A substance having a half-life period of 30 minutes decomposes according to the first order rate law. The fraction decomposed, the balance remaining after 1.5 hours and time for $60\%$ decomposition on its doubling the initial concentration will be.

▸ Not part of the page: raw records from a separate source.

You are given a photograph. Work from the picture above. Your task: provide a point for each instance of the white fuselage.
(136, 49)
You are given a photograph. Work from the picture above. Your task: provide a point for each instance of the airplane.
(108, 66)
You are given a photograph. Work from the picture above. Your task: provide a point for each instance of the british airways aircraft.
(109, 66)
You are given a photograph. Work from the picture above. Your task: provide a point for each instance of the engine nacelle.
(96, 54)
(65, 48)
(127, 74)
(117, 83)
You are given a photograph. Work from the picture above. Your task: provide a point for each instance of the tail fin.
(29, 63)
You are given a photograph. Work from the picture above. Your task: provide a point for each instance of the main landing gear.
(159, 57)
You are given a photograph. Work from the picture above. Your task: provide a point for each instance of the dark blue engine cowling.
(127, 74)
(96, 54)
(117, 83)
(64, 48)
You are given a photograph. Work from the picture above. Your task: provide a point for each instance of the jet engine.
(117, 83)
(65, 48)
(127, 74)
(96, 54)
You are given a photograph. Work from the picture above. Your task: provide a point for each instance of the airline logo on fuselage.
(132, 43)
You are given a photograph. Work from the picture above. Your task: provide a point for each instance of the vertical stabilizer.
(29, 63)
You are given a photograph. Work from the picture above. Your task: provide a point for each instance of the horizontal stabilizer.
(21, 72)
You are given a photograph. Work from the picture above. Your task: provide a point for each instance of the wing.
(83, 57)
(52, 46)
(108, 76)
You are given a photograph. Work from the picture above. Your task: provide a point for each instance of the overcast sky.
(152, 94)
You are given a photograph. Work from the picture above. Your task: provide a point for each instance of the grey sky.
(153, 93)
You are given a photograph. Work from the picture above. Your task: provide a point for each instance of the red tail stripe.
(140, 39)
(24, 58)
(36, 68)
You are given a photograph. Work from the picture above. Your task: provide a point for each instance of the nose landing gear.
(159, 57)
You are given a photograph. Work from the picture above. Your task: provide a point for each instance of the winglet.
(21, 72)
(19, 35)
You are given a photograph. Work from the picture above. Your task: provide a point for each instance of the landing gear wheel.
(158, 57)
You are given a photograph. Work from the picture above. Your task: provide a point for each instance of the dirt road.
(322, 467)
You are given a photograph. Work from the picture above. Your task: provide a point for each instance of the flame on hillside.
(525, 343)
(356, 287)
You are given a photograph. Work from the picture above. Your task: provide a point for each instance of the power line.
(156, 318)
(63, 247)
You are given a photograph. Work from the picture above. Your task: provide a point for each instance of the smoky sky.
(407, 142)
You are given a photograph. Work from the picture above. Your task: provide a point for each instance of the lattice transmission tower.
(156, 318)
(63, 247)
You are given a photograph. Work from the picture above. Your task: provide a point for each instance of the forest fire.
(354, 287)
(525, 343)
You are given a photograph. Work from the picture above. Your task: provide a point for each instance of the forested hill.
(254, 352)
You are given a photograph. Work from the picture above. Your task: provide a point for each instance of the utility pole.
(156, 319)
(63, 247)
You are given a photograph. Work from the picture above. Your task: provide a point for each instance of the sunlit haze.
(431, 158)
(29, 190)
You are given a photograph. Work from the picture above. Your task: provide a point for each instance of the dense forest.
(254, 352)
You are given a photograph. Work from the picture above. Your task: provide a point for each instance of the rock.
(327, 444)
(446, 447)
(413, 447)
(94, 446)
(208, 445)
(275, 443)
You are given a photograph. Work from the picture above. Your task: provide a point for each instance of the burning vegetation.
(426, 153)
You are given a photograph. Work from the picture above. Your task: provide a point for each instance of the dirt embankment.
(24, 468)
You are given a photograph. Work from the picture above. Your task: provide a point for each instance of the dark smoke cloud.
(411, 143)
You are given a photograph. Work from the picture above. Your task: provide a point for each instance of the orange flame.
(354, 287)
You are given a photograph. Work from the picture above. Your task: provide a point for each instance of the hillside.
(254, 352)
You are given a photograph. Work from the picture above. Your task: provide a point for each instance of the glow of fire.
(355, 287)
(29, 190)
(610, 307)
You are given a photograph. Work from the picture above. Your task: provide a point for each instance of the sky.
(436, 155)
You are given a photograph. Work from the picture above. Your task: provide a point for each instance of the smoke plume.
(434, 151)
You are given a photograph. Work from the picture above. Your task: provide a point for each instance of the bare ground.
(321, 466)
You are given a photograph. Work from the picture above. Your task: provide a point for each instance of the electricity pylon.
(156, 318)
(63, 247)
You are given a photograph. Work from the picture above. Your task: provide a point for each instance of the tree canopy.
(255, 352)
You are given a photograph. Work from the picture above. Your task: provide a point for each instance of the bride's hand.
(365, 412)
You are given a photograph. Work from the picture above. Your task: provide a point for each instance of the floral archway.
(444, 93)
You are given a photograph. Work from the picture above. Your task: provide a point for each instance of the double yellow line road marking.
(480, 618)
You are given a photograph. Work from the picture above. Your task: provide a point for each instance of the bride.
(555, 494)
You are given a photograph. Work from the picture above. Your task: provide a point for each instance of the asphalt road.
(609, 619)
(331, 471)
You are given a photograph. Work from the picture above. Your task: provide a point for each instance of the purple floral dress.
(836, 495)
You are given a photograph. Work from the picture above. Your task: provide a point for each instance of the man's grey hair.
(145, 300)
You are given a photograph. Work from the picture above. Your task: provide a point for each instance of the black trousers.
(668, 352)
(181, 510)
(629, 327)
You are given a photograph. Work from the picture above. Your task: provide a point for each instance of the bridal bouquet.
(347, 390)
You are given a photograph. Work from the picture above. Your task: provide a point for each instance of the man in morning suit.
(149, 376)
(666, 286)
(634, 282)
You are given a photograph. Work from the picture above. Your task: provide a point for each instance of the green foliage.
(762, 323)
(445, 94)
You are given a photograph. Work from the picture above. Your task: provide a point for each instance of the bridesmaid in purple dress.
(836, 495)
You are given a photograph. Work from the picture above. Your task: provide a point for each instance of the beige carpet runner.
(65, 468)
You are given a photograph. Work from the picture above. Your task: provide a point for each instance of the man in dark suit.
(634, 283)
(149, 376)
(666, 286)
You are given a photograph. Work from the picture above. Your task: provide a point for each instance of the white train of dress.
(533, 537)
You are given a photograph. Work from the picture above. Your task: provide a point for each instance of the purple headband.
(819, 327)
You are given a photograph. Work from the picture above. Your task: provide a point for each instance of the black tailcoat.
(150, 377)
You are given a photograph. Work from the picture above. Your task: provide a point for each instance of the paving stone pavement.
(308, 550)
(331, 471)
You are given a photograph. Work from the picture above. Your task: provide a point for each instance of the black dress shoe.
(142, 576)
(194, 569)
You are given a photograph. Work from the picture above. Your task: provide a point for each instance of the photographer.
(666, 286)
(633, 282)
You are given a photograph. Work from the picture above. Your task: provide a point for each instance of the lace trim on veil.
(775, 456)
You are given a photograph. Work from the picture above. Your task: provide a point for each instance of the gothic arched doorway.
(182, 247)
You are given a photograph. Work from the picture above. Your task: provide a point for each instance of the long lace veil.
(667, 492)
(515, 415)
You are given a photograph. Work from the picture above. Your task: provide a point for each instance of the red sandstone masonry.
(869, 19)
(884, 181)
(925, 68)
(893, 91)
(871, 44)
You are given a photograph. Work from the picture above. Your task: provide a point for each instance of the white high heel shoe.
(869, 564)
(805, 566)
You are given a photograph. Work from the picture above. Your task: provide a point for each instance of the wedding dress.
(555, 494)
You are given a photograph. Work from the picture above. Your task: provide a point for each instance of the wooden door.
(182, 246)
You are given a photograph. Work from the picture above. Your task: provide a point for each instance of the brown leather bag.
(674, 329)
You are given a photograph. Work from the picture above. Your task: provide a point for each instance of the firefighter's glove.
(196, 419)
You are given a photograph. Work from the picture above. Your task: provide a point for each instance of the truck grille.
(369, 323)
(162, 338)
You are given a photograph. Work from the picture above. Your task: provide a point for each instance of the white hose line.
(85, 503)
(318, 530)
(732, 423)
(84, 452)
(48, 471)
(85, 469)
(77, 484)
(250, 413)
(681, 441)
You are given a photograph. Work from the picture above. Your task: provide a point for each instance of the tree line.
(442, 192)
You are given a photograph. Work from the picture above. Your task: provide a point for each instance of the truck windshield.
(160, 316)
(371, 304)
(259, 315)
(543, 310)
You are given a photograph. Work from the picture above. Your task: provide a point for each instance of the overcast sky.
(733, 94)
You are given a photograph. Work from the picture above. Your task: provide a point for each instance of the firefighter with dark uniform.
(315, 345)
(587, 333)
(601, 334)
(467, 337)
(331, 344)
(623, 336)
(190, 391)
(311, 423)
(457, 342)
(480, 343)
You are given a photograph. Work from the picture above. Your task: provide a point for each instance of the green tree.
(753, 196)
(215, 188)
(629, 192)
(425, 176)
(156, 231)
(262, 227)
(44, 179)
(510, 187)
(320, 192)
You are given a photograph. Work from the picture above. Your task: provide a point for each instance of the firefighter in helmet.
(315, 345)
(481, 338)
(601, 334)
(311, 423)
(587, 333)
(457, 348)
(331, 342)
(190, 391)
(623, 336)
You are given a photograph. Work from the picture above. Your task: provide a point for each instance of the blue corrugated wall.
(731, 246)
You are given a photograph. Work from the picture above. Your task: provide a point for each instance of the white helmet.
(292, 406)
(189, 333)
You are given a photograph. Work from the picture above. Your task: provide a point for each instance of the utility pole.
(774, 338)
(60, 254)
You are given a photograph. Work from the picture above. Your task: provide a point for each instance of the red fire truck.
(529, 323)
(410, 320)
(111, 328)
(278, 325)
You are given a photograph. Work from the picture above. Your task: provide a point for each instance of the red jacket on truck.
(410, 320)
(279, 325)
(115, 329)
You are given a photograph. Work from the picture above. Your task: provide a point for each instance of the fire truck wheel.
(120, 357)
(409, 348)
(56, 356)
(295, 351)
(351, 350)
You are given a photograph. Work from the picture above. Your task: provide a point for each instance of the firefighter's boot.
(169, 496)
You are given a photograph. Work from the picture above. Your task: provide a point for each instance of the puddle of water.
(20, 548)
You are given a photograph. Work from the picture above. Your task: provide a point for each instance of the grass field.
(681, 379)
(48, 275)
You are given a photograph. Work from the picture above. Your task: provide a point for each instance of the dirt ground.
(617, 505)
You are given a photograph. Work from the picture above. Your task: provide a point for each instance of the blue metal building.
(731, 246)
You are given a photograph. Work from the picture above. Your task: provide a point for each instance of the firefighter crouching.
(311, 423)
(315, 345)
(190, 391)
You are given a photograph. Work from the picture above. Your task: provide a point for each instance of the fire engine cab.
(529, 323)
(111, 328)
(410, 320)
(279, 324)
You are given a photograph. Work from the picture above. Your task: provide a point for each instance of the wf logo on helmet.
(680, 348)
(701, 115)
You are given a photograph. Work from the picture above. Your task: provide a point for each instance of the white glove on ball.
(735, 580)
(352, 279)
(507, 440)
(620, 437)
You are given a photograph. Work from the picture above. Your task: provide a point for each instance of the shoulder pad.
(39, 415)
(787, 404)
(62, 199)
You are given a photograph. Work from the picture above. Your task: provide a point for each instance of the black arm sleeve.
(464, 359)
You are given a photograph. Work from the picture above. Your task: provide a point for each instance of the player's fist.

• A. $87.4; 0.126; 39.7$ min
• B. $80.6; 0.135; 40.8$ min
• C. $90.5; 0.144; 2829$ min
• D. $802; 0.135; 26.6$ min

Answer 1

Answer: (A)

We know that $K=\frac{0.693}{t_{1/2}}=\frac{0.693}{30}=0.023/min^{-1}$
Let the initial concentration of the substance $= 100$ and the substance decomposed in 1.5 hours (90 min) = .t then, $a - x= 100$ Substituting these values in
$K=\frac{2.303}{t}log \left(\frac{a}{a-x}\right)$
$\Rightarrow 0.0231=\frac{2.303}{90}log \frac{100}{100-x}$
log$\frac{100}{100-x}=\frac{0.0231\times90}{2.303}$
$\Rightarrow x=87.4$
So the fraction decomposed in 1.5 hours$=\frac{87.4}{100}=0.874$
Fraction remaining behind after 1.5 hours $= 1 - 0.874 = 0.126$ .The time required for $60\%$ of decomposition
$K=\frac{2.303}{t}log \left(\frac{a}{a-x}\right)$
$\Rightarrow 0.023=\frac{2.303}{t}log \left(\frac{100}{40}\right)$
$t=\frac{2.303}{0.0231}log\left(\frac{10}{4}\right)=39.7$ minutes
Since the reaction is of first order the time required to complete specific fraction is independent of initial concentration (or pressure). Hence $60\%$ of the reaction will decompose in 39.7 mins in this case also.